Things that annoy me in general about this movie. How come this highly magnetic thing in the warehouse doesn’t attract things like, oh I don’t know, the guns themselves until the box is open? How come the box doesn’t stick to the bottom of the metal pick-up truck? Why must we have a shot of the ark mugging for the camera? We knew it was there the moment we saw the boxes and that was good enough; the audience is not stupid. Why do we need three waterfalls? They established the first time that no one was getting injured, despite all evidence that they should; having three of them, and getting bigger ever time, is gratuitous. Spelko’s line to Mac in the warehouse annoys me: “You did well.” He let Indy escape, how did he do well? This line should really be something like “you did half the job. You get half the pay.” And then we have a reason for Mac to be around for the rest of the movie. Also why is Mac around for the rest of the movie? His only purpose is to be basically a walking homing device that Spelko can follow to get the skull. They really couldn’t find another way to do that besides having a living prop? And frankly they really needed to. By the time we get to returning the skull to Akator we have Indy, Mac, Mudd, Ox, and Marion along for the ride, not to mention Spelko and her thugs, and it’s simply too many characters so none of them can get any real depth.

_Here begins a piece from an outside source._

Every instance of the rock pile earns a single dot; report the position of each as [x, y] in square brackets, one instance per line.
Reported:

Finally of course it wouldn’t be a proper review if I didn’t comment on the infamous scene that has split the fandom: the nuclear fridge. I could rant for days about how wrong this whole scene is. Apologists have made the claim that over the top things happen in the other films so what’s the big deal with the fridge? The big deal is that everything that is over the top in the first three movies is in relation to the supernatural MacGuffin of the story. There’s a seven hundred year old knight in a cave because the grail has granted him immortality. The bad guys get their faces melted off in Raiders because they have opened the Ark. Mola Ram can rip out people’s hearts while they’re still beating because of the stones. Indy surviving in the fridge isn’t because of the magnetic alien body they found in a box in the warehouse.

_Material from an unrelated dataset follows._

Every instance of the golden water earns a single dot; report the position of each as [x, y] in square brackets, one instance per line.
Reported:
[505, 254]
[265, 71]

Furthermore in scenes where the supernatural are not in play for example we get realistic, for an action movie, responses to the situation within the rules the world has established. For example Indy is able to take back the truck in Raiders against the odds getting shot, dragged under the truck, and beaten up to within an inch of his life as every good action star should. Afterwards however Indy is an exhausted beat up mess, and acts like it. The same is true of the tank scene in Crusade and the mine car scene in Temple of Doom. Also this is the capstone action scene of the film. We have gotten ourselves to that high point and now we whined down. Here we’ve had the action climax in the opening act of the movie! We’ve seen Indy survive a nuclear blast in a fridge and come out with not even a scratch. There is nothing that can top that. Not the ants, not the waterfalls, not any of the chase sequences. Indy can survive more than what he dealt with twenty years before, while being twenty years older; the tension is gone. The audience has checked out of the movie and we’re not coming back in.